Psychology grad links stress and skin health

It's not all in your head. There really is a connection between your emotional state and your skin, says psychologist Linda Papadopoulos [BA Hons. ’93], reported the Ottawa Citizen Sept. 10. 

The Canadian-born-and-raised Papadopoulos has called Britain home for the past 14 years. She is known there as both a leading academic and as "Dr. Linda", a popular media commentator and adviser to the British government. She has her own skin-care line, LP Skin Therapy, which retails, among other places, in the luxury British department store Harrods.  

"The skin and the psyche are interconnected. You don't have to be a psychologist to understand the link stress has to your skin," says Papadopoulos, who is the author of eight books, ranging from the academic text Psychodermatology: The Psychological Impact of Skin Disorders to Mirror Mirror: Dr. Linda's Body Image Revolution.  

Papadopoulos became interested in the effect skin conditions have on personality because her cousin had vitiligo, a relatively rare disorder that causes depigmentation, creating light patches of skin. "She went from being open to being very quiet," she recalls.  

"You realize that in our beauty obsessed society, if you look less than perfect, it can have a profound impact on your self-esteem. Girls feel valued by how they look," says Papadopoulos, who did her undergraduate degree at Toronto's York University before moving to Britain to do graduate work. She is a correspondent to the BBC and CNN, and a contributing editor to Cosmopolitan magazine's British edition.  

Listen to your skin and realize it is a reflection of more than beauty, she urges.  

One of the best ways to be resilient is to have a self-esteem that goes far beyond how you look, says Papadopoulos, who was commissioned by the British Home Office to write a series of recommendations for the government on the sexualization of children and teens. (Among her recommendations: put warning symbols on magazine spreads that feature photoshopped models, which help convince impressionable girls that praying mantis-skinny is normal.)  

Self-worth has to be built on factors other than good looks, she says. "It should be based on how funny you are, how smart, how well you play the cello."  

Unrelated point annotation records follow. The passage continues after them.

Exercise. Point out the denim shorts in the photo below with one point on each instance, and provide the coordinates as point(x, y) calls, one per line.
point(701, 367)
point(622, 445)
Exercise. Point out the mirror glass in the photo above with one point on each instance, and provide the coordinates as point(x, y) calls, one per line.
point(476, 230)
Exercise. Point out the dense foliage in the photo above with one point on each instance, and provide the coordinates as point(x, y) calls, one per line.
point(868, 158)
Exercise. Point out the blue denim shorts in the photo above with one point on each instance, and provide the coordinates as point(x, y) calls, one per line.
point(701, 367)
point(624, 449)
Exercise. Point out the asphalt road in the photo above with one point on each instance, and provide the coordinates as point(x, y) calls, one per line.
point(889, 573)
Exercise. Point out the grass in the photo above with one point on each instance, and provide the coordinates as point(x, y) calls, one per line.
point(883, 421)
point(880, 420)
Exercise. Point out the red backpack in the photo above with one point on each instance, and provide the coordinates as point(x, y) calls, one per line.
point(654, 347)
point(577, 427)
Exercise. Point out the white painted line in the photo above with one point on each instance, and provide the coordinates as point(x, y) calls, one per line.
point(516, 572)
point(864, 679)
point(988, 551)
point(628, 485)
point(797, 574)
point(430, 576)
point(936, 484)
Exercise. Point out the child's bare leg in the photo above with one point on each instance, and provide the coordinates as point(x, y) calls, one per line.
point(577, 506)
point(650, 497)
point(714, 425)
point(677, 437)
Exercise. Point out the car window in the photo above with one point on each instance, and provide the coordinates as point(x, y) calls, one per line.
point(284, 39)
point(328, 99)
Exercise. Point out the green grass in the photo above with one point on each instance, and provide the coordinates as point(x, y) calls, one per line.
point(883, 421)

The Bubble Man entertains all year on streets of Victoria

Terry Wilson [MES ’74], 65, is known as the Bubble Man. On 363 days of the year, excepting only Christmas and New Year's, he can be found on or near Fernwood Square in Victoria, where he delights passersby by blowing, manufacturing and otherwise interacting with soapy bubbles, reported The Globe and Mail Sept. 12.  

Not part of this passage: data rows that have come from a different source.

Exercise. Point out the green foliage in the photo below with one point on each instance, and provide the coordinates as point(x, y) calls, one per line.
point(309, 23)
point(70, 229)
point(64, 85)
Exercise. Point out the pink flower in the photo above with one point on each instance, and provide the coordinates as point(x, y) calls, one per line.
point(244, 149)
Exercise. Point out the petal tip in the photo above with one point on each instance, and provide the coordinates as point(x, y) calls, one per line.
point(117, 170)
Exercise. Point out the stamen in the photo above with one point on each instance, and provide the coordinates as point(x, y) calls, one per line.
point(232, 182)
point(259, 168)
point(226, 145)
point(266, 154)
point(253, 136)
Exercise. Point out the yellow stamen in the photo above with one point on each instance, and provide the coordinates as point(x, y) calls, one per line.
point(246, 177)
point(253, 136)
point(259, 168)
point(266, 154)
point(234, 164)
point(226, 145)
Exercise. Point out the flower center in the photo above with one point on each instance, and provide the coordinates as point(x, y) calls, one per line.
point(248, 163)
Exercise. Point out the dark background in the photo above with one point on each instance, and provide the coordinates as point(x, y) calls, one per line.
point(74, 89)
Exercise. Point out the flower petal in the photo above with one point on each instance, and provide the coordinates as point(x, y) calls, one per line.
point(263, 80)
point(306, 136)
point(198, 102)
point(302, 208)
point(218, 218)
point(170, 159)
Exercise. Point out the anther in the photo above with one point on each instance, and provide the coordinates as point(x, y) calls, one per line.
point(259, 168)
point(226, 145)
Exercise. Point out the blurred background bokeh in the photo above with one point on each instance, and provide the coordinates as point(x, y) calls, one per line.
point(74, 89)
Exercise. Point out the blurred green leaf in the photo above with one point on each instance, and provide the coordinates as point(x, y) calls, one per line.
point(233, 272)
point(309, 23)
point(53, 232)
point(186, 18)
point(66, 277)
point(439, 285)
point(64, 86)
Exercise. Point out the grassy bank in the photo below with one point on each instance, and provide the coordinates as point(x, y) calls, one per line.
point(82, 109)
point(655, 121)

"Little kids chase them. Middle-aged sophisticated people coming out of the wine bar in their finest clothes jump up to pop them," he said. "That little kid inside each of us comes out so easily with bubbles."  

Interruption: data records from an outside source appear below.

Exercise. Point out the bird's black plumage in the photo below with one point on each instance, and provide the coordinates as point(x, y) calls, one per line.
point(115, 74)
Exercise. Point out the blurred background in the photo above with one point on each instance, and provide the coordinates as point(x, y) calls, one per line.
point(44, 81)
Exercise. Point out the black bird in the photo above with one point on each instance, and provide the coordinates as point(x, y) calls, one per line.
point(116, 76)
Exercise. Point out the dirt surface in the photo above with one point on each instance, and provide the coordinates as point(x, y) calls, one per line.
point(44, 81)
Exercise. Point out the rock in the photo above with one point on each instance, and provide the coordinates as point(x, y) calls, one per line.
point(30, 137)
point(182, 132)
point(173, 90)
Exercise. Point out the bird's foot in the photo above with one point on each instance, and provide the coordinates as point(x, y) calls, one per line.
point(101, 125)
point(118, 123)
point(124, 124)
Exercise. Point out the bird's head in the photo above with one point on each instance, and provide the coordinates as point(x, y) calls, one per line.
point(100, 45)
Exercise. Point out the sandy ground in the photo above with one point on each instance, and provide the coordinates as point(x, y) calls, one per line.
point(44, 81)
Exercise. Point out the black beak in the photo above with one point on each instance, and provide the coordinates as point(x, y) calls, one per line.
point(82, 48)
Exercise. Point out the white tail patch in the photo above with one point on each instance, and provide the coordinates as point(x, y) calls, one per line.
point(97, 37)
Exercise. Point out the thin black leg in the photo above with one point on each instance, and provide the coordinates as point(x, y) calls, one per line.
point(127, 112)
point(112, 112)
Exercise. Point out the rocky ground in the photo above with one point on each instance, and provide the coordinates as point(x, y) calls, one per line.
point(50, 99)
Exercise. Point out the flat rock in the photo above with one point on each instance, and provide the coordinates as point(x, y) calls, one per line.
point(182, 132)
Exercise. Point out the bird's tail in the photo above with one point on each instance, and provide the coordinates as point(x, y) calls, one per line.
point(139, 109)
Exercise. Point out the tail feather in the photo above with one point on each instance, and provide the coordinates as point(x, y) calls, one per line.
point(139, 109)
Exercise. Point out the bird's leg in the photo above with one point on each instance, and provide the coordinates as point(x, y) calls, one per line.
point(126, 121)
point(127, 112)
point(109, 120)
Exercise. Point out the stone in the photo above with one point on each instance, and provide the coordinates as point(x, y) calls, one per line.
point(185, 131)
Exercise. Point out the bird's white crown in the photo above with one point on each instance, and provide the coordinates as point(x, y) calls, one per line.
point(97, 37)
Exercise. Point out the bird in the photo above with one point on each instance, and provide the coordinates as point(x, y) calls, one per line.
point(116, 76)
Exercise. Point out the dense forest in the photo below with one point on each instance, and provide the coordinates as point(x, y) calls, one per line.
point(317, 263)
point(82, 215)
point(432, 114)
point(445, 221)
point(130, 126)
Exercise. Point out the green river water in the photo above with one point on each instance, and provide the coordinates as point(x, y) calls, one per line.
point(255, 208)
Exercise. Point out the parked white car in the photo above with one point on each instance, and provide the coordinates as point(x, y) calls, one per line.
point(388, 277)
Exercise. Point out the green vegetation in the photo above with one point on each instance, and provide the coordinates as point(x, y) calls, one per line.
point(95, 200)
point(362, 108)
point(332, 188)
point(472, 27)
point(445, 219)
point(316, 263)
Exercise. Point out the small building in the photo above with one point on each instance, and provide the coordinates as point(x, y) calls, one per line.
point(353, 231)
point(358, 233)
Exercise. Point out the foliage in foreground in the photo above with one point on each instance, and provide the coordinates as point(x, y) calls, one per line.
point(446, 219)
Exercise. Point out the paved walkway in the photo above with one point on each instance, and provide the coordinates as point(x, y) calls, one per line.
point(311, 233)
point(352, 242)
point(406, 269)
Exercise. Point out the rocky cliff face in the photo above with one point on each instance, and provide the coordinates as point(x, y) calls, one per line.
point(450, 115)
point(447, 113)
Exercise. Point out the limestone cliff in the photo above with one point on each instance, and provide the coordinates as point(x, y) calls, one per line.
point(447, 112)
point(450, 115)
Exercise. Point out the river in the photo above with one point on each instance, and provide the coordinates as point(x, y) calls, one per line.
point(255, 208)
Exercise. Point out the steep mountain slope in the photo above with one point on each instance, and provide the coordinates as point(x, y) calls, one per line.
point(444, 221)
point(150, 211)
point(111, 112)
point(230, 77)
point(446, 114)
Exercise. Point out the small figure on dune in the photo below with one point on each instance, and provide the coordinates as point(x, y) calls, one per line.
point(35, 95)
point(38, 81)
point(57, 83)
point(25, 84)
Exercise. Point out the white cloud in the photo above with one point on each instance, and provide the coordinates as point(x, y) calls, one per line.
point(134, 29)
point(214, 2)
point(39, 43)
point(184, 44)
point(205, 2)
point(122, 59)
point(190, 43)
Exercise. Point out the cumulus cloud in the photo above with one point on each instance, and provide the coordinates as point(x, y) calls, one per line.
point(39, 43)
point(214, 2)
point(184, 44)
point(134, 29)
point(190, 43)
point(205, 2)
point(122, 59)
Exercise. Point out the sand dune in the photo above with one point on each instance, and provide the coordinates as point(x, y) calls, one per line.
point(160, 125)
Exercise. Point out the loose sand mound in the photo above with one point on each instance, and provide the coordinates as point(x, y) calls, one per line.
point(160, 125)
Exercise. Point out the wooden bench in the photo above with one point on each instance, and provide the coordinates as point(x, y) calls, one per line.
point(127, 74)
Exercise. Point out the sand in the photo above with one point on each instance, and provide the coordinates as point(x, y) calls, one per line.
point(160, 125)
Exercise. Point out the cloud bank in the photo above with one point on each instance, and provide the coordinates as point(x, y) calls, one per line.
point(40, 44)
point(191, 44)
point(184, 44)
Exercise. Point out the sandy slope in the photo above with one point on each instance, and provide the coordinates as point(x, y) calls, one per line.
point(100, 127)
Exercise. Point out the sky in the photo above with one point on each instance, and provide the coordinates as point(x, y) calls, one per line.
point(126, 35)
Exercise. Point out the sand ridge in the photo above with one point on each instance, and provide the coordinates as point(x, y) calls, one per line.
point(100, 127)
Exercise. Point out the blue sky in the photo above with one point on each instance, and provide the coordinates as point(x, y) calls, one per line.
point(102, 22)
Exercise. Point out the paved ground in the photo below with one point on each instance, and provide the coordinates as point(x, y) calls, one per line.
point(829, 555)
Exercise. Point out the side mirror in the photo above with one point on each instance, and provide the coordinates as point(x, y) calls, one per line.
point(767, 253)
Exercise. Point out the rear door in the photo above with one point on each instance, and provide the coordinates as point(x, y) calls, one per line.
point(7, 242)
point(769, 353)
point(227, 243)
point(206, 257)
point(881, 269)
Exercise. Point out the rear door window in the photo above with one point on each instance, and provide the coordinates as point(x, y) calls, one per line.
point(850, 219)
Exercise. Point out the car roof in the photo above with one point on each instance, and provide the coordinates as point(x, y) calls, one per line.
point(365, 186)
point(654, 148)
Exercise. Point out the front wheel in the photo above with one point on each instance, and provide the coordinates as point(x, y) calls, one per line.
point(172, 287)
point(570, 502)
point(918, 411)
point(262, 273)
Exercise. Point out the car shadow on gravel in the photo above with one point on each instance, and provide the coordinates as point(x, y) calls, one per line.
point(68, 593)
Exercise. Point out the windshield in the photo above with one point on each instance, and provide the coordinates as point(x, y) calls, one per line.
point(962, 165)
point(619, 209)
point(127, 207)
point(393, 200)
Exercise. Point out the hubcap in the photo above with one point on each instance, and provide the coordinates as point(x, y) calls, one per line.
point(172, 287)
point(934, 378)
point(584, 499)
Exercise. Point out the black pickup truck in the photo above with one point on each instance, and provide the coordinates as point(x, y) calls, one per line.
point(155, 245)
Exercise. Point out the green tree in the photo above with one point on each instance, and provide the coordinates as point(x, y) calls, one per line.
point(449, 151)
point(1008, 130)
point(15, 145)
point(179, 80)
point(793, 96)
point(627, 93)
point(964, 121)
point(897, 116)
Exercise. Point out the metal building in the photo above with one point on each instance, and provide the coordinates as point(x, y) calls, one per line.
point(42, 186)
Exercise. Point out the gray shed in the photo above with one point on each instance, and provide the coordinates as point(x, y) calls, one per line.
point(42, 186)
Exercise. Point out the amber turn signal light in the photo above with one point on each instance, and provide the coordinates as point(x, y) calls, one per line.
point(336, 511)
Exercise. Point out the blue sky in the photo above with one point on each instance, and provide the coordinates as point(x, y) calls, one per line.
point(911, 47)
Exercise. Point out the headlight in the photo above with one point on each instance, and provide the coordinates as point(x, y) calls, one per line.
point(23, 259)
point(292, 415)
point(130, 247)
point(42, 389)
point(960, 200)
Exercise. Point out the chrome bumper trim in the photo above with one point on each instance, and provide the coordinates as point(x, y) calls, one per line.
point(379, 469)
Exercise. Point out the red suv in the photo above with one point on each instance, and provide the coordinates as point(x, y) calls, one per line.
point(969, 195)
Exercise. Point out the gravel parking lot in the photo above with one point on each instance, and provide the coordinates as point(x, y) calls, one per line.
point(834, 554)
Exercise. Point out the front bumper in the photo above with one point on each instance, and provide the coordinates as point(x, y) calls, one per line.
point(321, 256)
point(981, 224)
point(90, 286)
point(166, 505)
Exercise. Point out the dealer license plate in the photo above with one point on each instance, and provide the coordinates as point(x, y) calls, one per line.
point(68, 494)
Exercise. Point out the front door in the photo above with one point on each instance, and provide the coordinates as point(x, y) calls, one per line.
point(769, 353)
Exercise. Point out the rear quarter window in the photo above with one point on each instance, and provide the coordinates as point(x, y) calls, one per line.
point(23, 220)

The Bubble Man recently ran afoul of "The Man" in the form of a bylaw enforcement officer. He had been living in a recreation vehicle parked in the side yard of a house from which he received electricity and whose bathroom he used for a $350 monthly rent. After being evicted, he found a room in a nearby apartment, for which he pays $875, a steep price for a pensioner. Wilson has been collecting a disability pension for 12 years after being diagnosed with "depression, sleep disorder, anxiety."  

Wilson lived as a boy in Europe and Africa before the family settled in Winnipeg, where he graduated with a bachelor of environmental studies. He later got a masters degree at York University in Toronto.  

He didn't care for working in government and wound up back in Winnipeg, where he opened a shop from which he sold handmade toys and other wooden crafts. He came to the West Coast nearly two decades ago. He stumbled into bubbling, a lustrous pastime with responsibilities he takes seriously. 

On air

  • Alexandre Brassard, a political scientist at York’s Glendon College, discussed the first week of the provincial election campaign, on “Au Dela De La 401”, CJBC-AM (Toronto) Sept. 9. 
      
  • Alan Middleton, marketing professor at York’s Schulich School of Business, discussed CBC’s plan to partner with Bell to bid for the broadcast rights to the Olympic Games in 2014 and 2016, on CBC Radio’s “Here & Now” and on other regional shows across Canada Sept. 9.